Traders Magazine Online News, February 21, 2019

Nick Savona

In June 2018, the Canadian Securities Administrators published proposed amendments to National Instrument 31-103 and Companion Policy 31-103CP. I have chosen to analyze three major components of those proposed reforms:  

  • Know your product (KYP);
  • Suitability, and;
  • Conflicts of Interest

These proposals are client-focused reforms that put the interest of the client before any other consideration relevant to the client-registrant relationship. Some of these proposed amendments would impose new requirements, while others would codify best practices set out in existing CSA and SRO guidance. The combination of the codification of best practices and the introduction of new requirements will result in a new, higher standard of conduct for all registrants.[1]

Client-Focused Reforms

In order for registrants and registered firms to deal honestly and fairly with clients, these amendments are designed to apply to each stage of the client-registrant relationship. The KYC and KYP amendments form the foundation for other provisions:  KYC is intended to provide clarity about the regulator’s expectations of what information must be collected about a client; KYP outlines what constitutes a thorough understanding of products and full transparency of product attributes in client communication. In addition, the provisions address how conflicts of interest should be dealt with in the best interest of the client, including restrictions on referral arrangements and prohibitions against misleading marketing and advertising. In the conflicts of interest and suitability amendments, registrants would have to resolve all existing and reasonably foreseeable conflicts of interest by putting the client’s interest first.  These include conflicts resulting from compensation arrangements and incentive practices. 

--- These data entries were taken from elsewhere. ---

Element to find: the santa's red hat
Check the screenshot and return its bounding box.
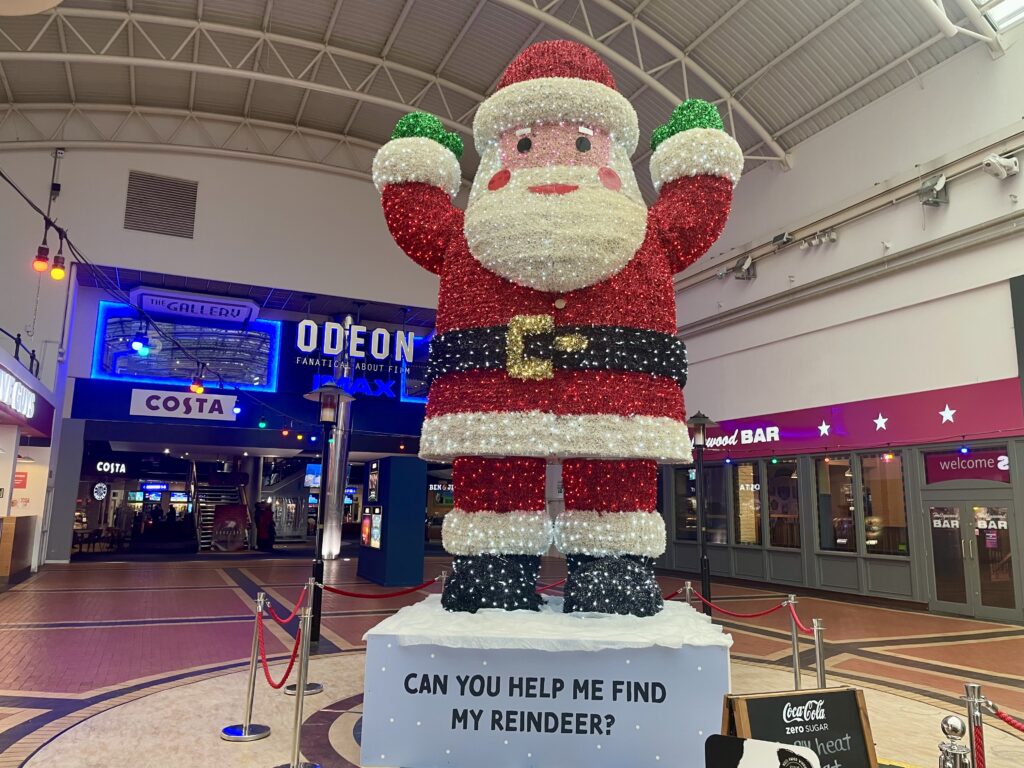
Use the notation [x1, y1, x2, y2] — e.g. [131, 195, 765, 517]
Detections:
[473, 40, 640, 154]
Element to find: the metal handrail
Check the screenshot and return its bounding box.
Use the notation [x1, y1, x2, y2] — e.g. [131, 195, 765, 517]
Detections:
[0, 328, 39, 378]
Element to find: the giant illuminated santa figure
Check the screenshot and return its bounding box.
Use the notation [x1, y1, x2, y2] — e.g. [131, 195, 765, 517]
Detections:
[374, 40, 742, 615]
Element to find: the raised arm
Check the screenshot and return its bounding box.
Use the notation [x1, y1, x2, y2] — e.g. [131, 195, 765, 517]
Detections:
[650, 98, 743, 272]
[373, 113, 462, 274]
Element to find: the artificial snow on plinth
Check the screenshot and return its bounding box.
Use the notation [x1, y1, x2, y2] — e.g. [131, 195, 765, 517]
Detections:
[360, 595, 732, 768]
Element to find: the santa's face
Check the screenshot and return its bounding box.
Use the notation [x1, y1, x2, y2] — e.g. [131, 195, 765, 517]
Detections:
[465, 123, 647, 293]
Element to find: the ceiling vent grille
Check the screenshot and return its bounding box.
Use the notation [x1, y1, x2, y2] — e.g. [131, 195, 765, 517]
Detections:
[125, 171, 199, 239]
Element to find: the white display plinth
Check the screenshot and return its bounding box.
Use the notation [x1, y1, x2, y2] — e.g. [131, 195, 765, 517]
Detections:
[360, 595, 732, 768]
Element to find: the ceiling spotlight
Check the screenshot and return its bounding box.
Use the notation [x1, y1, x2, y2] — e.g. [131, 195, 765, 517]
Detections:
[50, 234, 67, 280]
[32, 240, 50, 272]
[981, 155, 1021, 178]
[918, 173, 949, 208]
[732, 255, 758, 280]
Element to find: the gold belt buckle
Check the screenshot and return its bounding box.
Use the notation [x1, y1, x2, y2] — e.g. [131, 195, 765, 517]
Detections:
[505, 314, 589, 381]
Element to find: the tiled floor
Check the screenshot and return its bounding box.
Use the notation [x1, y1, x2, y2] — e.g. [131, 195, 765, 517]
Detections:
[0, 558, 1024, 768]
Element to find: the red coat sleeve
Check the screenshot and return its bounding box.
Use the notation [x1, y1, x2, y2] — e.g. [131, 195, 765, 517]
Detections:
[381, 181, 463, 274]
[650, 176, 732, 273]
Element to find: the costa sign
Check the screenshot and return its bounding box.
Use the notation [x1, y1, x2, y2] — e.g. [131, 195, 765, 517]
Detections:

            Developing and Maintaining a Culture of Compliance

There seem to be numerous differences in the culture of compliance among firms, especially in how it is implemented in small dealers compared to larger bank-owned institutions in Canada. I have found that bank-owned dealers’ compliance professionals are disinclined to support new product development, whereas compliance departments at smaller dealers work more collaboratively with the business in new product design and marketing.  The banks’ “tick-the-box” approach to compliance creates a rigid evaluation system based on existing product structures.  So, new products are unlikely to fit the established criteria.  This creates lost opportunities for the bank client.  One possible reason for this rigidity is that the banks have a powerful distribution channel, which means they do not have to be innovative to compete.  Smaller dealers, on the other hand, must develop a strong value proposition, which requires innovation to compete against the banks.